One vitamin in particular, vitamin B12, is almost always found in animal products. Vitamin B12 is used by the body for important roles like production of red blood cells, energy metabolism, nerve regeneration, and production of DNA. It’s important to eat foods high vitamin B12 since your body can only obtain it from external food sources. But, since it’s usually found in animal sources, vegans tend to have low levels of vitamin B12. However, nutritional yeast is a great source of vitamin B12 and is used often in vegan cooking.
Keep in mind that fortified nutritional yeasts have more of these nutrients versus unfortified types. This fortified nutritional yeast tastes great and packs on the nutrients.
- 4 cups cauliflower florets, cooked
- 1 cup cashews, soaked in water for at least 12 hours - (see note)
- 1/3 cup nutritional yeast
- 4 tbsp lemon juice (about 1 large lemon)
- 5 cloves roasted garlic, or 1 1/2 tbsp garlic powder - (see note)
- 1 medium onion, roasted, or 1 tbsp onion powder - (see note)
- 1 1/4 tsp salt
- 2 drops oregano oil, 2 tbsp fresh oregano, chopped - (see note)
- Brush 5 cloves of garlic with avocado oil, wrapped them in foil, and roasted them in the oven at 375F for 40 minutes.
- Combine all ingredients in a food processor. Turn processor on and blend for 6-8 minutes or until completely smooth, stopping to scrape the sides of the bowl a few times.
- Serve with pasta, veggies, crackers, or your favorite protein, like chicken or pork. It’s that easy. And that delicious!
- Store in the fridge for up to 3 days or in the freezer for up to 3 months.
- I recommend soaking raw, unsalted cashews for at least 12 hours, preferably 24 hours.
- I brushed 5 cloves of garlic with avocado oil, wrapped them in foil, and roasted them in the oven at 375F for 40 minutes. It’s an extra step that takes a bit of time (when in reality it takes 5 seconds to simply use garlic powder), but I highly recommend doing this step. If you’ve had roasted garlic, I think you will understand that this step makes such a difference in taste, for the better. Roasting the garlic releases flavors and fragrances you don’t get with garlic powder.

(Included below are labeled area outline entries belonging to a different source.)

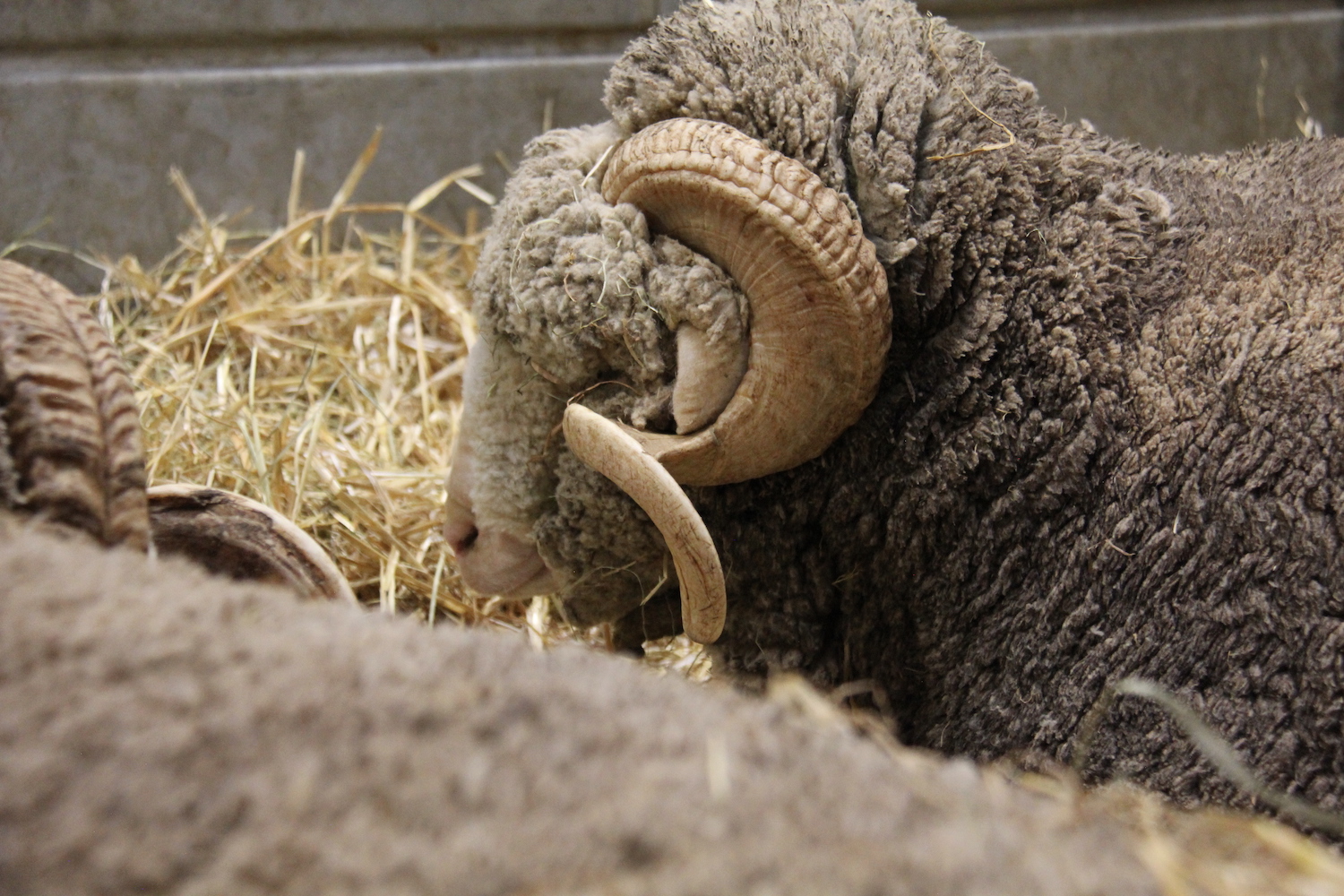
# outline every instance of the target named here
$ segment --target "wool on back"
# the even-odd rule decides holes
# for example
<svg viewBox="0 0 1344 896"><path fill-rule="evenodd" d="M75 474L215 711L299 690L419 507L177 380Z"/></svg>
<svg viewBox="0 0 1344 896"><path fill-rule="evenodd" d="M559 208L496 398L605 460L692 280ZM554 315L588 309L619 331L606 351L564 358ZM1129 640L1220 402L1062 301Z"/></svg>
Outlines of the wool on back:
<svg viewBox="0 0 1344 896"><path fill-rule="evenodd" d="M692 492L734 666L871 678L905 739L981 759L1067 758L1102 686L1142 674L1273 783L1344 805L1337 141L1117 144L903 3L685 12L607 102L804 160L887 265L863 419L816 462ZM1239 799L1142 705L1091 768Z"/></svg>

- I chopped one onion and sautéed it in avocado oil for about 12 minutes, stirring occasionally, until lightly brown and softened. As with the garlic, I recommend taking the extra time to complete this step.
- Oregano oil is a great substitute for dried oregano. It also has extra health benefits, as it’s a good source of vitamin k, iron, and manganese. It adds a hint of herb notes without overpowering the sauce.